We just discovered at this late date that XPP 8.4 does not seem to natively support the U+2028 (and presumably U+2029) line and para separator "Unicode control characters." U+2028 gives us the reversed question mark "missing character" symbol.

Our Belgium office is using more and more independent translators across the EU, and they do seem to get creative with their use of who-knows-what XML or text editors when working outside their translator workbench applications.

We are in process of upgrading to XPP 9.4. Curious if anything was added to XPP 9.x to do something with these characters besides the reversed question mark "missing character" symbol?

If not, what's the best manual intervention, or fix in supporting data specs?

  • AFAIK XPP (including XPP 9.4) has no "knowledge" of the U+2028 or U+2029 Unicode characters.

    I would imagine that XPP is just treating them as "characters" and not finding them in your fonts and/or font specs.

    What do you want XPP to do with these characters?

    Jonathan Dagresta
    SDL XPP Engineering

  • My guess would be that for XPP you would want to do a "translate" of the incoming XML data and either drop these characters or translate them into CR/NL or space characters, depending on how they are used within the XML data stream.

    Jonathan Dagresta
    SDL XPP Engineering

  • Because XPP does some helpful things with whitespace (such as the recently discussed toxsf -mlesp), I guess an old-fashioned newline is the best.

    The DITA XML vocabulary does not have an element equivalent to HTML <br>, but other vocabularies do often have <br> or <break>. What DITA XML has are elements like <pre> and <lines> and <codeblock>, where hard returns are rendered as <br> in HTML-based outputs, and anything you want in PDF-based outputs.

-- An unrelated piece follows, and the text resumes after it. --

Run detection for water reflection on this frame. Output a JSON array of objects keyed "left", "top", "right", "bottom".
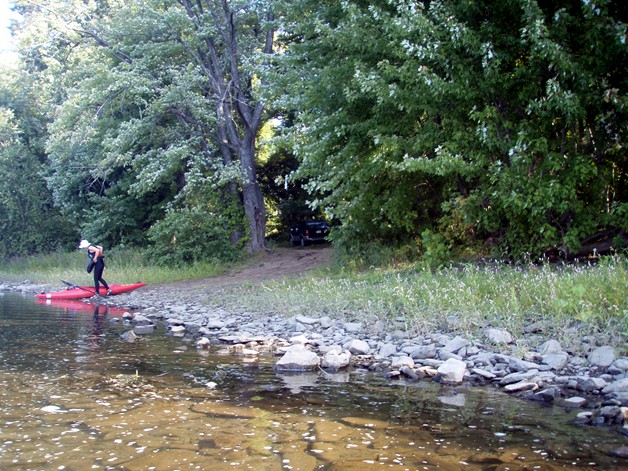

    Anyway, in our world, it's inappropriate to use (and expect!) any "hard line return" to be respected as some writer's or editor's formatting fantasy, in a multichannel output world.

    So if U+2028 isn't handled like U+000D or U+000A (or both in combination) in XPP, then I guess the expectation is that we'll have to transform it prior to toxsf. I wouldn't want to just strip it, since there does seem to be the intent of a line break.

    U+2029 would be a much worse can of worms if no other XML tagging existed that described a paragraph end followed by a paragraph start, whatever that might be. A well-written transformation would have to split the element in which it is contained, that would be my guess.